L’apertura economica di Belgrado al resto del mondo, ed in particolare ai paesi europei (ma non solo, anche verso stati asiatici come la Corea del Sud ed altri ancora), ha subito una accellerazione negli ultimi cinque anni. Ciò è avvenuto attraverso una legislazione sostanziale (che ha sviluppato ulteriormente quella formale) che non prevede molti dei vincoli all’utilizzo della forza lavoro ed al rispetto ambientale previsti dall’Unione Europea e dall’Italia. Per di più la Serbia ha puntato su di una aggressiva campagna di contributi pubblici ed agevolazioni fiscali alle imprese che investono sul suo territorio.
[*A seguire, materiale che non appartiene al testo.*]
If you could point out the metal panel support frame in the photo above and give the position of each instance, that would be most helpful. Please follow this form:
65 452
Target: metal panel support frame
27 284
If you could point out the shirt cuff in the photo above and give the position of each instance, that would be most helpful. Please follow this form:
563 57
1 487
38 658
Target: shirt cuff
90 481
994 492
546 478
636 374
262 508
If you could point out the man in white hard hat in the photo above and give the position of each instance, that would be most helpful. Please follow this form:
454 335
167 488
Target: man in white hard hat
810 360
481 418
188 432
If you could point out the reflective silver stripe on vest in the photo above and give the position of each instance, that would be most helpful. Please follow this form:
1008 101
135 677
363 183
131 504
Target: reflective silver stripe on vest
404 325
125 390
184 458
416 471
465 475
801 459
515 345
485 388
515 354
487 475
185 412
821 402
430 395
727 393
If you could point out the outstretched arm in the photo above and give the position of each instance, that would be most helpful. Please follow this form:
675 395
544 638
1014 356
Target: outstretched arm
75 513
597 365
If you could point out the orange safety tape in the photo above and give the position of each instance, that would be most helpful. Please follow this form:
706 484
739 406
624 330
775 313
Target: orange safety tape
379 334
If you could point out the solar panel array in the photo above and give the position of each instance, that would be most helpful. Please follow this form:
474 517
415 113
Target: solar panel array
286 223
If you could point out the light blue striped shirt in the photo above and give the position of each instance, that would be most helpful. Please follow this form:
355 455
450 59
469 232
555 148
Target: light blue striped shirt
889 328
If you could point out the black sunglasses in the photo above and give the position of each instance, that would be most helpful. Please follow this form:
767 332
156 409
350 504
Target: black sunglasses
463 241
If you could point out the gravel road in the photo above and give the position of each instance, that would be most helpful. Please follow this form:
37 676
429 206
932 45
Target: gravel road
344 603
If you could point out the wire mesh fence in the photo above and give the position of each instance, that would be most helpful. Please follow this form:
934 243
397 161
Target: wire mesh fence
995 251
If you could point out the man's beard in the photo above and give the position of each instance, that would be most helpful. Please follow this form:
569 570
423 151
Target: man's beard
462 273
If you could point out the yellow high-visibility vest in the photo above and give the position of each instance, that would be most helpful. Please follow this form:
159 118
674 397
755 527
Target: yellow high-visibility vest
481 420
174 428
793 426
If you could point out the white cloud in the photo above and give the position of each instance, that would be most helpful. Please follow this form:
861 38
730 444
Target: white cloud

Ad esempio, una tassazione sugli utili al dieci per cento o sovvenzioni a fondo perduto di diverse migliaia di euro per ogni lavoratori assunto sopra una certa quota numerica, per non parlare dell’esenzione dalla tassazione dei profitti per la durata di dieci anni a chi investe più di dieci milioni di euro in uno stabilimento che occupa almeno cento nuovi assunti. È in questi casi evidente come ad essere incentivate maggiormente siano le grandi imprese, capaci di creare volumi occupazionali più consistenti. Una circostanza che in Italia si trduce in numeri maggiori di esuberi nelle imprese interessate dall’operazione di delocalizzazione.
Un altro esempio in merito si trova nella crazione delle cosiddette “zone franche”, aree nelle quali i controlli e le norme giuslavoristiche, ambientali e organizzative sono applicati in maniera ancora più blanda e flessibile.